Just as I promised, today I’m going to show off that nifty sentiment analysis UDF for Apache Drill that I discussed in the last article.

Today’s data is once again provided by this awesome dump of Reddit submissions that date from 2006 up through last summer. Basically I just ran the sentiment analyzer function through submission titles, examining a selection of politicians that I thought Reddit might feel strongly about.

In terms of nitty-gritty Drill stuff, I started by first making a view for the data that includes the sentiment score as computed by the star of yesterday’s post, the SIMPLESENT() function:

> USE dfs.tmp;
> CREATE VIEW testview AS SELECT LOWER(title) title, TO_TIMESTAMP(CAST(created_utc AS INT)) created, score, SIMPLESENT(title) sentiment FROM hdfs.`/data/RS_full_corpus.json`;

And from there I just computed a simple average of those scores over the entire corpus:

> SELECT AVG(sentiment) FROM testview WHERE title LIKE '%donald trump%';
+------------------------+
|         EXPR$0         |
+------------------------+
| -0.052544239386344636  |
+------------------------+

Remember negative scores indicate negative feelings, and likewise for positive scores. The somewhat surprising results are compiled below in Figure 1.

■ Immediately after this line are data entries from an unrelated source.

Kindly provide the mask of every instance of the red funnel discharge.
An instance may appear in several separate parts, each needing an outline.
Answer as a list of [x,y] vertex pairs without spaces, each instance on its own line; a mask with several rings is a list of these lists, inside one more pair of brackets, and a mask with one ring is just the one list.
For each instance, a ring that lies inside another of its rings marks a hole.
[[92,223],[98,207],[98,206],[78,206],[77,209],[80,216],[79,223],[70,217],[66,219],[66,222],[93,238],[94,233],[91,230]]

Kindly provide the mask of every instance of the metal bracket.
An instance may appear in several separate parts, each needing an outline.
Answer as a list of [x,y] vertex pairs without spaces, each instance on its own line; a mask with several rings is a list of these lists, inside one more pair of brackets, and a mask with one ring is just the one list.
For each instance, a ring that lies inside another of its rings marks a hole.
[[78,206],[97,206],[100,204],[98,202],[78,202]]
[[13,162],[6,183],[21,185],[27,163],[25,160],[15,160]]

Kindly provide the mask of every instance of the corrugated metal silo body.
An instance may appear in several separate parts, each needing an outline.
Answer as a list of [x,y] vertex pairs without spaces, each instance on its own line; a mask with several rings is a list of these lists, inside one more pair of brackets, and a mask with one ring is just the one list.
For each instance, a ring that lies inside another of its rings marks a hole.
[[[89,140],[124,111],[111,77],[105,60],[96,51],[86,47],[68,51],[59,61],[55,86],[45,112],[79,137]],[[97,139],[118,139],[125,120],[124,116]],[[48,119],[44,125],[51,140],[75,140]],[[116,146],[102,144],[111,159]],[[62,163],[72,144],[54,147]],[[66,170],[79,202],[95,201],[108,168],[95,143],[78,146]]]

Figure 1: Sentiment analysis for various politicians based on Reddit submission title.





So, yes, according to this sentiment analysis, Reddit definitely dislikes George Bush more than Vladimir Putin. I always think of Reddit as overall leaning a bit left in terms of politics, so it didn’t shock me to see Barack Obama and Bernie Sanders show up with positive values. However, it did surprise me to see Hillary Clinton score negatively. And not only that, she scored even more negatively than Sarah Palin!

Finally, those of us who were frequent redditors during the 2008 election season will be far from confused by the average sentiment score achieved by then nominal-Republican Ron Paul.

Reddit loves that guy.